Log file parsing

Tue Jul 1 12:45:53 CDT 2003

on 7/1/03 10:15 AM, william.l.lewis at usa.net purportedly said:

> Long time listener, first time poster.  I am scoured around looking for a
> fast way to pull lines out of very large log files.  These files are on the
> order of 300+ mb.
> 
> I am finding a list of Proc/pid combinations that we log, and creating an
> array of those then foreach'ing over that list looking through the log for
> matching lines.
> 
> Each new proc/pid means a new search on the entire file which is obviously
> time consuming.  Right now, I am using the OS grep to pipe into perl to get
> the lines for each procpid and then processing those lines.
> 
> Unfortunately, there is not enouhg memory to slurp the whole thing into ram
> and process that way.  Though, if I could how would I go about that?
> 
> Anyone done anything like this before?

I have done various manipulations on Apache log files in the order of 1+gb,
and I find Perl can chew through a large text file in no time flat (less
than a minute for 1gb files).
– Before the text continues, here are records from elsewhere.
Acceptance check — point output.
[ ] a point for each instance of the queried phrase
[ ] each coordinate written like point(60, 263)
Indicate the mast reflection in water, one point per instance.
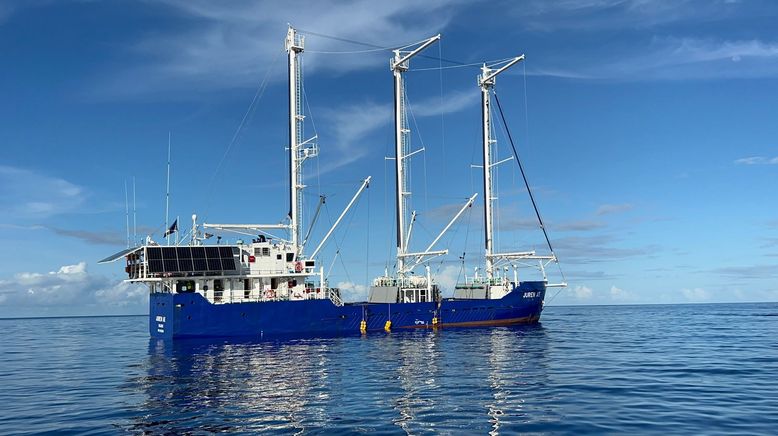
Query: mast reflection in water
point(416, 382)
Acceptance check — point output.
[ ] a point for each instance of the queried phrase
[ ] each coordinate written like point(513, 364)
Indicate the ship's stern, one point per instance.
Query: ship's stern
point(161, 315)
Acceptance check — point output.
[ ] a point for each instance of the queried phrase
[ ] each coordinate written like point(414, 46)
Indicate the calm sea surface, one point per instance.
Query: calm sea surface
point(691, 369)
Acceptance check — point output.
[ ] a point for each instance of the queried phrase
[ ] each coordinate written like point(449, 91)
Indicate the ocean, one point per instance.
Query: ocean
point(676, 369)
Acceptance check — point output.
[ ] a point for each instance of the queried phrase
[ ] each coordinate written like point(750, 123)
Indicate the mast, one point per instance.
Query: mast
point(298, 151)
point(167, 189)
point(294, 46)
point(399, 64)
point(486, 83)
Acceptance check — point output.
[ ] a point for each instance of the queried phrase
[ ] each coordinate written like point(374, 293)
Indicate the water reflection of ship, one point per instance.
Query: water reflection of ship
point(443, 386)
point(518, 361)
point(416, 382)
point(249, 386)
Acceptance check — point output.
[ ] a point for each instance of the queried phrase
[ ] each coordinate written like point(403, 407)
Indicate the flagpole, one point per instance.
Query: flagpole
point(134, 215)
point(127, 212)
point(167, 189)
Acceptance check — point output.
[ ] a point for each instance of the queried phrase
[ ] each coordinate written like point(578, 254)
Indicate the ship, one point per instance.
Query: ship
point(269, 286)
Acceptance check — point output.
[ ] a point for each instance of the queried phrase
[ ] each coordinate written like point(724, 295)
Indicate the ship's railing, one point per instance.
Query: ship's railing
point(334, 295)
point(416, 282)
point(480, 281)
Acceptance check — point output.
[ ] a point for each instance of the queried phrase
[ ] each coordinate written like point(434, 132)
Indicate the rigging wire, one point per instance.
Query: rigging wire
point(246, 116)
point(423, 146)
point(526, 183)
point(461, 65)
point(374, 47)
point(442, 113)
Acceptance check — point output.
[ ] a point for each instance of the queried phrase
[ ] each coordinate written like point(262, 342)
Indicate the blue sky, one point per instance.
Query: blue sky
point(648, 134)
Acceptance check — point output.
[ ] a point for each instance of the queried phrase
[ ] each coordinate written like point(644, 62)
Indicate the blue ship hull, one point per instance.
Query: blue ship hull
point(183, 315)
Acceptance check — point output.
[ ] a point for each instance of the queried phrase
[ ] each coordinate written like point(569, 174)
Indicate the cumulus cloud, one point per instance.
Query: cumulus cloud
point(71, 290)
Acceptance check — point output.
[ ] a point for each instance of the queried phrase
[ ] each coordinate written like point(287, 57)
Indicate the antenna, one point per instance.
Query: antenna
point(127, 212)
point(167, 189)
point(134, 215)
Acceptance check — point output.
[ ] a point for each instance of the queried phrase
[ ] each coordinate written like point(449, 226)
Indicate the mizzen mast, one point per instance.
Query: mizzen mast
point(400, 64)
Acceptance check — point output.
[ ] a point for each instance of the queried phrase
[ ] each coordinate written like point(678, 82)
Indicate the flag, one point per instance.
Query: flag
point(172, 229)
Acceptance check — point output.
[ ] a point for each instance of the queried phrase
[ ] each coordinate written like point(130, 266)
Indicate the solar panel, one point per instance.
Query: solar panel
point(191, 259)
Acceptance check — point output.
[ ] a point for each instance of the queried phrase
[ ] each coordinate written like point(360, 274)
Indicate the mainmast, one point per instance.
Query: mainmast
point(298, 151)
point(486, 83)
point(399, 64)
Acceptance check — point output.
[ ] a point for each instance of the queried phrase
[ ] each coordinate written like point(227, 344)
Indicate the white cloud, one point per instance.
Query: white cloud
point(757, 160)
point(26, 194)
point(671, 58)
point(226, 45)
point(620, 295)
point(607, 209)
point(583, 292)
point(596, 15)
point(71, 290)
point(352, 124)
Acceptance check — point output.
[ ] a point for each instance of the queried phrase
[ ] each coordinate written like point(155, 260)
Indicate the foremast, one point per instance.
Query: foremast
point(399, 65)
point(298, 151)
point(486, 81)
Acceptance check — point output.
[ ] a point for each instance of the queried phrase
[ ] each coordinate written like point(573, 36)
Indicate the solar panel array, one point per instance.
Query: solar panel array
point(190, 259)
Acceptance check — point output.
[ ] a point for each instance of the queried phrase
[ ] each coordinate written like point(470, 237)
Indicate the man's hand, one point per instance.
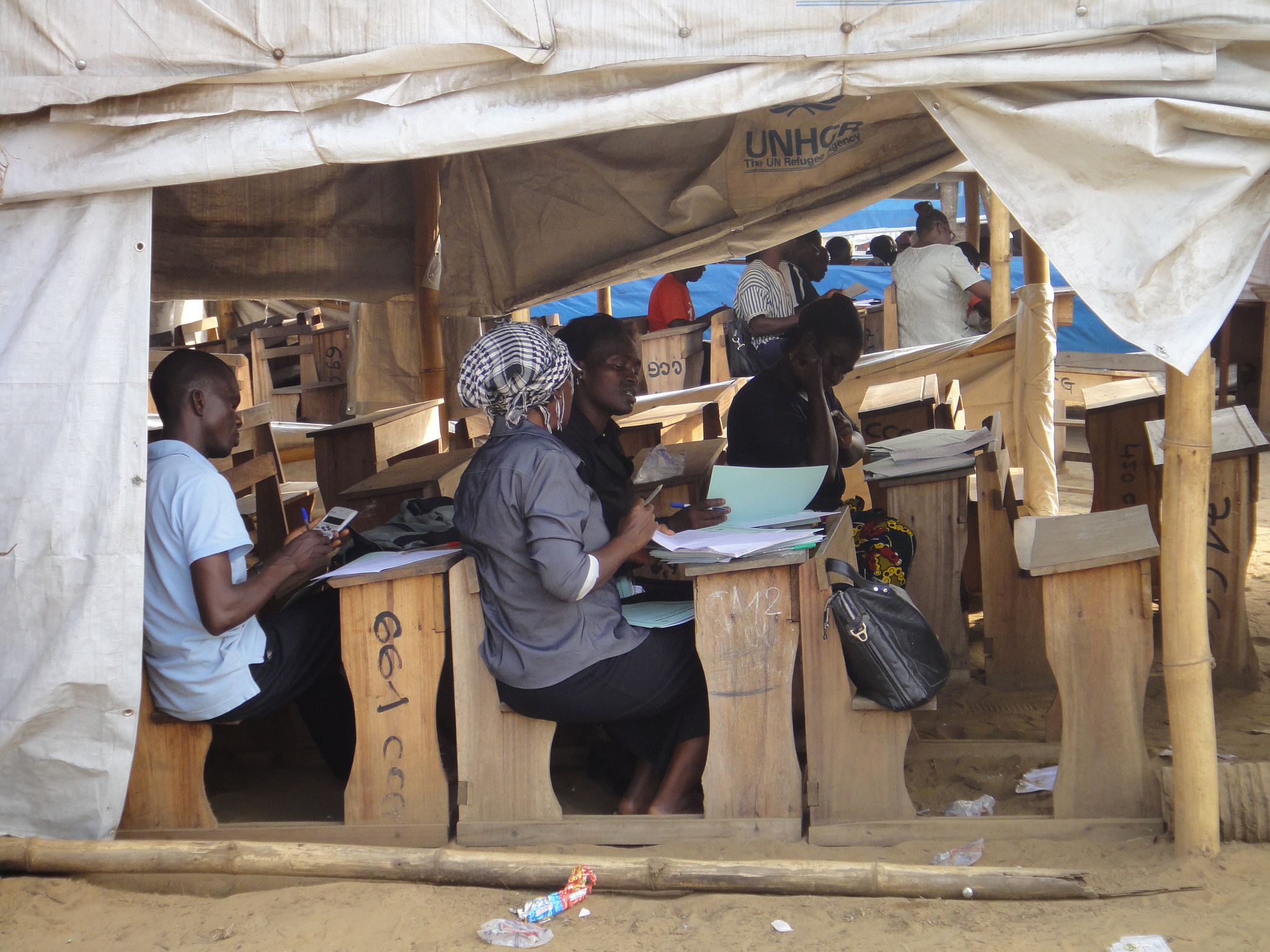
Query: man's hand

Of course, depends on what you need to do to
each line.

If you use a hash instead of an array for PIDs, you will likely eke out more
performance:

1) extract pid from line
2) check if exists in hash
3) do whatever with line

With new PIDs, if you can maintain state, you can simply search the file for
the new PIDs (i.e. as opposed to the whole list all over again). If this
isn't acceptable performance-wise, you could also try maintaining a bitmap
of the file (one bit per line, on if PID is known, off if otherwise) and
then only deal with candidate lines.

Of course, this is only if using a database isn't an acceptable option, as I
would agree with Tim that for performance and flexibility this is the best
option.

Keary Suska
Esoteritech, Inc.
"Leveraging Open Source for a better Internet"